Avant d’être à l’école de cinéma Louis Lumière, j’ai vécu 4 ans au Mexique et je travaillais sur des bateaux de pêche, des voiliers… c’est un peu là que j’ai construit ma pratique de l’image. Avant ça, j’ai fait un CAP projectionniste de cinéma, puis une formation d’éducatrice spécialisée, et ensuite je suis partie au Mexique. J’ai appris un peu en autodidacte. J’avais déjà le projet de faire un film documentaire. Je faisais déjà beaucoup de photographies documentaires. Et donc ensuite, j’ai fait Louis Lumière. J’aurais du mal à dire d’où vient mon attrait pour le documentaire parce que je fais aussi de la fiction par ailleurs. J’ai beaucoup fait les deux, un peu en parallèle. Le dernier projet est un documentaire qui se passe en mer, avec des pêcheurs, ce qui relie un peu le cinéma à la mer par rapport à mon expérience.
Comment as-tu rencontré Mahmut ?
Je l’ai rencontré dans mon quartier, à Montreuil, un peu par hasard. Ça m’a tout de suite un peu interloquée parce que c’est une boutique qui est ouverte parfois à horaires très tardives. Mahmut passe du temps avec ses amis, la communauté etc. C’est un lieu de vie où il y a beaucoup de monde qui gravite autour, beaucoup de musique.
Pourrais-tu me parler de tes choix de mise en scène, entre musique et politique ?

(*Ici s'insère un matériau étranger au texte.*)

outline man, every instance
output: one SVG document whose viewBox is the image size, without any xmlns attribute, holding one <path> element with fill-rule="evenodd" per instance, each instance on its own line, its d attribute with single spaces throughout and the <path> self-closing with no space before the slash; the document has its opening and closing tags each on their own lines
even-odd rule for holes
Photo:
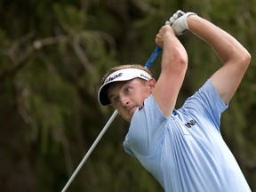
<svg viewBox="0 0 256 192">
<path fill-rule="evenodd" d="M 140 66 L 114 68 L 103 78 L 100 102 L 111 103 L 131 122 L 124 149 L 165 191 L 251 191 L 220 128 L 251 55 L 229 34 L 193 12 L 178 11 L 166 24 L 156 37 L 163 48 L 157 83 Z M 186 30 L 207 42 L 224 65 L 175 109 L 188 68 L 186 50 L 175 35 Z"/>
</svg>

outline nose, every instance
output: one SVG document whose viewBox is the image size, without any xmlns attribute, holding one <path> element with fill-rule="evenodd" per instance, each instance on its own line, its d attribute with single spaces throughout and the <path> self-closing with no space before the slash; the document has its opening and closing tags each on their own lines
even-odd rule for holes
<svg viewBox="0 0 256 192">
<path fill-rule="evenodd" d="M 120 100 L 121 100 L 121 103 L 124 107 L 126 107 L 129 105 L 130 101 L 129 101 L 129 99 L 125 96 L 123 96 L 120 98 Z"/>
</svg>

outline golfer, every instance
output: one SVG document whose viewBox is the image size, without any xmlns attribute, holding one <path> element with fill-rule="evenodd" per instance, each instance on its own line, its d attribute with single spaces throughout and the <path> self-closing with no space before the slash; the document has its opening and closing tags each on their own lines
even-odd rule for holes
<svg viewBox="0 0 256 192">
<path fill-rule="evenodd" d="M 187 30 L 208 43 L 223 65 L 175 109 L 188 68 L 187 52 L 176 36 Z M 248 68 L 250 53 L 214 24 L 181 11 L 161 28 L 156 43 L 163 48 L 157 82 L 140 65 L 124 65 L 106 74 L 99 91 L 103 106 L 111 104 L 131 122 L 125 151 L 166 192 L 251 191 L 220 128 L 220 115 Z"/>
</svg>

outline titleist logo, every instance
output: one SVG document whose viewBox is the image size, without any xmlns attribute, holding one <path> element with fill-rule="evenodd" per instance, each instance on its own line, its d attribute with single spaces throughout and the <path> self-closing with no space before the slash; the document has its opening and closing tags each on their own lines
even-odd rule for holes
<svg viewBox="0 0 256 192">
<path fill-rule="evenodd" d="M 148 76 L 144 76 L 143 74 L 140 74 L 140 76 L 141 76 L 141 77 L 144 77 L 144 78 L 146 78 L 146 79 L 149 79 L 149 77 L 148 77 Z"/>
<path fill-rule="evenodd" d="M 109 81 L 113 81 L 114 79 L 116 79 L 116 78 L 117 78 L 117 77 L 122 76 L 122 75 L 123 75 L 123 73 L 119 73 L 119 74 L 114 75 L 113 76 L 109 76 L 108 78 L 107 78 L 107 79 L 105 80 L 105 84 L 108 83 L 108 82 L 109 82 Z"/>
</svg>

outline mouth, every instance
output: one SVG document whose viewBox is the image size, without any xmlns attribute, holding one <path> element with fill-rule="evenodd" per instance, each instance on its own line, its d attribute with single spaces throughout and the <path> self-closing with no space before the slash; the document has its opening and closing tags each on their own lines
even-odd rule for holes
<svg viewBox="0 0 256 192">
<path fill-rule="evenodd" d="M 134 111 L 137 109 L 138 106 L 134 106 L 132 108 L 131 108 L 129 110 L 128 110 L 128 114 L 132 114 L 134 113 Z"/>
</svg>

Je me suis rendu compte assez rapidement qu’il y avait des sujets qui revenaient tout le temps dans ce lieu, autour de la question de l’identité. Il y a un peu un trouble identitaire, une obsession par rapport à l’identité, l’exil, la langue, etc, pour Mahmut et ses amis. Ces questions étaient au centre de tous les débats dans cette boutique. Et tout cela trouvait une forme au travers de la musique. Ce qui m’a intéressé, c’est la façon dont Mahmut exprime et questionne ses troubles identitaires à travers la musique. Les mots ne sont pas toujours utilisés et la musique les prolonge quand ils ne suffisent pas. Elle sert de médiation dans son rapport à la vie. En me rendant compte de cela, j’ai voulu que les situations arrivent à travers son instrument. Par ce prisme de la musique, j’ai donc souhaité interroger son rapport au langage et à l'identité dans l'exil. La musique est aussi une forme de médicament. Elle permet de soigner les maux liés à l’identité, à l’exil… En tous cas, j’ai eu l’impression que c’était la quête que menait Mahmut, et en choisissant la mise en scène centrée sur la musique et son rapport à l’instrument, j’ai aussi voulu montrer ça. La musique lui permet de prolonger le langage, de réécrire son histoire, de concilier dans l'exil ses identités fragmentées, de se sentir plus libre, de rassembler, de se retrouver, de faire communauté.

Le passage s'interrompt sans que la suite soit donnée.